Vegan | Low-FODMAP | OMS-Friendly | Gluten-Free
Nutritional yeast is also called savoury yeast in some areas (namely Australia), and is a bag of dead dried yeast flakes that make vege food heaps more delicious, while also being full of B vitamins. It sounds gross, but any home cook should have this on their shelf, especially a vegan or vegetarian.
It is the umami flavour – the fifth flavour.
Use nutritional yeast in place of:
- Parmesan – it has a cheesy flavour
- Thickeners – it acts as a mild thickener, almost like flour might work
- Flavour enhancers
Ideas for nutritional yeast:
- On pasta
- With potatoes
- With egg
- On popcorn
- To make things a bit cheesy and eggy without cheese or egg
The yeast is dead and dried, so will NOT cause yeast overgrowth or contribute to candida. It is merely a flavour and nutritional additive to food that you will not regret investigating.
How is nutritional yeast made?
It is the yeast Saccharomyces cerevisiae grown on molasses, then harvested, washed, dried, then heated to a high temperature to kill it, leaving just the flavour. It will not grow! It’s dead. It is also known as ‘nooch’ in some areas of the web since yeast is a poor name for such a delicious product.

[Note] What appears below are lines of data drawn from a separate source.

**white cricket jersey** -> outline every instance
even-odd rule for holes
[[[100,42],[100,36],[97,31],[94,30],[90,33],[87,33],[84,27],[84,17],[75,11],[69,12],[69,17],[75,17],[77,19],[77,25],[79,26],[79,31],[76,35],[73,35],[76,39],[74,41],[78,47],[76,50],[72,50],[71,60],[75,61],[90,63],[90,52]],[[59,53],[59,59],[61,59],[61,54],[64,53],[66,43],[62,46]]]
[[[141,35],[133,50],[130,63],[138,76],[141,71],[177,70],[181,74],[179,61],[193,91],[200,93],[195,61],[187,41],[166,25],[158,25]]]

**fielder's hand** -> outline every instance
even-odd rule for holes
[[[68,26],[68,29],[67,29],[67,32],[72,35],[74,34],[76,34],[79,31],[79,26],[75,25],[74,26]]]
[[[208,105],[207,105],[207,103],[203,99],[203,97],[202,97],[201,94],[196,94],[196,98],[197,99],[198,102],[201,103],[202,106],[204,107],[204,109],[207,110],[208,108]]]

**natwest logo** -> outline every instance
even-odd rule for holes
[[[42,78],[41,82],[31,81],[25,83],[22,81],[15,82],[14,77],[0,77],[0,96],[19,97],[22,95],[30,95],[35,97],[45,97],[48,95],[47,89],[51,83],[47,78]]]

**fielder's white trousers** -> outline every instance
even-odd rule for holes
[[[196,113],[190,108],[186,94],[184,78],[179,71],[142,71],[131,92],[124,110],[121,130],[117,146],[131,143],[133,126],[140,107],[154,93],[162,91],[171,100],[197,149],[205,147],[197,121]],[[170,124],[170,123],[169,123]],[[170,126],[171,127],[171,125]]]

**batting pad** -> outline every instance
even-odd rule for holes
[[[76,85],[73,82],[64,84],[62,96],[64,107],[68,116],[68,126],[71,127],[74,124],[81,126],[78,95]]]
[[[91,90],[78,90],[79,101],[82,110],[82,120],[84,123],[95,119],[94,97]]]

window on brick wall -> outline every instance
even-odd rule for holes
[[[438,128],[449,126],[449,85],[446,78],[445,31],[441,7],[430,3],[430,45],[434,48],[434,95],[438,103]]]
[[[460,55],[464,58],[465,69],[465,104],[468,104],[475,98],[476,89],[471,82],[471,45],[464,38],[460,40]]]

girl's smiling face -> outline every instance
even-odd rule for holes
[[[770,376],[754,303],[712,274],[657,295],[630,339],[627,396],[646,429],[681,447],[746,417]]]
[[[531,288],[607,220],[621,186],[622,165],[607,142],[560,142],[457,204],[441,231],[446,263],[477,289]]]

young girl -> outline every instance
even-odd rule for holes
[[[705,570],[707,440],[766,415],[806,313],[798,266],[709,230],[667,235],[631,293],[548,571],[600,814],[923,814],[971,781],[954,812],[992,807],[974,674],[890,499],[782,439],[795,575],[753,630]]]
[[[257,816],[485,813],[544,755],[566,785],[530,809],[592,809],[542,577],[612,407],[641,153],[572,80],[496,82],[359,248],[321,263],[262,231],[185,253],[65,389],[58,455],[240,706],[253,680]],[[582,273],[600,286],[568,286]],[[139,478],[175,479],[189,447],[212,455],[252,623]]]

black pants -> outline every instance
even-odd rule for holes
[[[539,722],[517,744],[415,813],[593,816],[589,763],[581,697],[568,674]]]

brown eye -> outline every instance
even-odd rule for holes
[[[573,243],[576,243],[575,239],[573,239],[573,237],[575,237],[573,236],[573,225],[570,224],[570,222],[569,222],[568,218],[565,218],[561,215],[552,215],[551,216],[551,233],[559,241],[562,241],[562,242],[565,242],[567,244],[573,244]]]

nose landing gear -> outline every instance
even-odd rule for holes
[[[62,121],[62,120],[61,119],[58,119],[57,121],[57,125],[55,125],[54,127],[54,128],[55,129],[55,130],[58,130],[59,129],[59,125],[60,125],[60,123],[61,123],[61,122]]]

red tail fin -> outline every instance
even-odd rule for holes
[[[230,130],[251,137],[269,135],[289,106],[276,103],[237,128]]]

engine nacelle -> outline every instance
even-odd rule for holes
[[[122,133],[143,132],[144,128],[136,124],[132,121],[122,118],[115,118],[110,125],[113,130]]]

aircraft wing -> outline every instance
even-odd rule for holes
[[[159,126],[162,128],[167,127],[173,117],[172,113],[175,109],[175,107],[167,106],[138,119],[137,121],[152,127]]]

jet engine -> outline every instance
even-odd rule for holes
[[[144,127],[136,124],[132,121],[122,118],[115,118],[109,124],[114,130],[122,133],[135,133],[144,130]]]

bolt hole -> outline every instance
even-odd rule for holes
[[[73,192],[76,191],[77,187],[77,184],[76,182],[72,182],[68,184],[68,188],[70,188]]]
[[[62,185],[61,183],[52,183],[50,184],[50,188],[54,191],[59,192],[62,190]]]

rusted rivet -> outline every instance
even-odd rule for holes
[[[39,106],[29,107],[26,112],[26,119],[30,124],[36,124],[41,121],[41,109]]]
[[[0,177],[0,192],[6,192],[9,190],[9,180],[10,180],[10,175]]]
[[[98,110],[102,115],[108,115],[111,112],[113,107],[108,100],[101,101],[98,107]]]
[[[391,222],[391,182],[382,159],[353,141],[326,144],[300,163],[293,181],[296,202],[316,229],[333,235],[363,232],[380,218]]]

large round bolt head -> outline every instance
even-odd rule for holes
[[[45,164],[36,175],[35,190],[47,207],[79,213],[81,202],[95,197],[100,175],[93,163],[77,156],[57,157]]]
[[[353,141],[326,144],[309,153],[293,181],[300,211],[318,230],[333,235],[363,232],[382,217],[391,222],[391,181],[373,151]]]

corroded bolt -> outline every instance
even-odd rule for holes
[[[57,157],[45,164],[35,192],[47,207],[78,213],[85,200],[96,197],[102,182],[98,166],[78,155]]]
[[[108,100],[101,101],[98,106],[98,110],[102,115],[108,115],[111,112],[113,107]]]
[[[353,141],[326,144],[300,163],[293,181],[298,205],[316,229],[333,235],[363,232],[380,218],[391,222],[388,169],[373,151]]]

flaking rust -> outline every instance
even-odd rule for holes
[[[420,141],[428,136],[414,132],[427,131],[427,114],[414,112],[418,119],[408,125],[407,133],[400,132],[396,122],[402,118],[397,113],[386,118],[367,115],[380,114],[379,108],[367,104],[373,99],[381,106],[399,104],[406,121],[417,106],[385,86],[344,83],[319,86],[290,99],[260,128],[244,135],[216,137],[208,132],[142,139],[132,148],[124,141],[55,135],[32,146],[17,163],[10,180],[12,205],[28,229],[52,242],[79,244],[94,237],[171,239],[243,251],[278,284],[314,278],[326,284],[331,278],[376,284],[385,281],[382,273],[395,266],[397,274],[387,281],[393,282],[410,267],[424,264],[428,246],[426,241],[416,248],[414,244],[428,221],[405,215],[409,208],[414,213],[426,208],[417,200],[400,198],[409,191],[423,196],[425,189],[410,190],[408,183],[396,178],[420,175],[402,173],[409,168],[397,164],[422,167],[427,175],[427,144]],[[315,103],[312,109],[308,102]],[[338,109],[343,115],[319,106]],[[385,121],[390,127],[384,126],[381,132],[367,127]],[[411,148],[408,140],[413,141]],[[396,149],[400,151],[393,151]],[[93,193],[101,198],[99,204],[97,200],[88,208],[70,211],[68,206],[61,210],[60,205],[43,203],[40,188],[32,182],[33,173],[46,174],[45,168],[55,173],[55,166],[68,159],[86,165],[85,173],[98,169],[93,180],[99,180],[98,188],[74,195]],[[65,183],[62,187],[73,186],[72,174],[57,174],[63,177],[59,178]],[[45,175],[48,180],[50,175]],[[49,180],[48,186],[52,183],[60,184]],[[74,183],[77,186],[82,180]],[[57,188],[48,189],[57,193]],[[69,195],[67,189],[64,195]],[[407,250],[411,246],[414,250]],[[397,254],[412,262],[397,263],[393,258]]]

Some yeasts taste disgusting, so keep in mind you can’t just switch over your yeasts, kill them in the oven, and then use them for flavouring – S. cerevisiae is a special strain.
Is it vegan?
Some brands use whey, from milk, in their nutritional yeast, so check the label or with the manufacturer. If it says ‘vegan’ on it, then it is. If not, it pays to check.
Who sells it?
Your local health food store will definitely stock it, but grocery stores often have it too. It shouldn’t be expensive, and is available online from a variety of retailers. It is wise to sample several brands, because as you know, the same item can taste very different depending on who prepared it.
It comes in powder and flakes.
Nutritional yeast as a nutritional supplement
If you are using nutritional yeast as a dietary supplement, tread carefully – it has unknown amounts of specific vitamins in it, and is unlikely to be in sufficient doses except as an adjunct to a healthy diet. It usually contains B12, but check the label.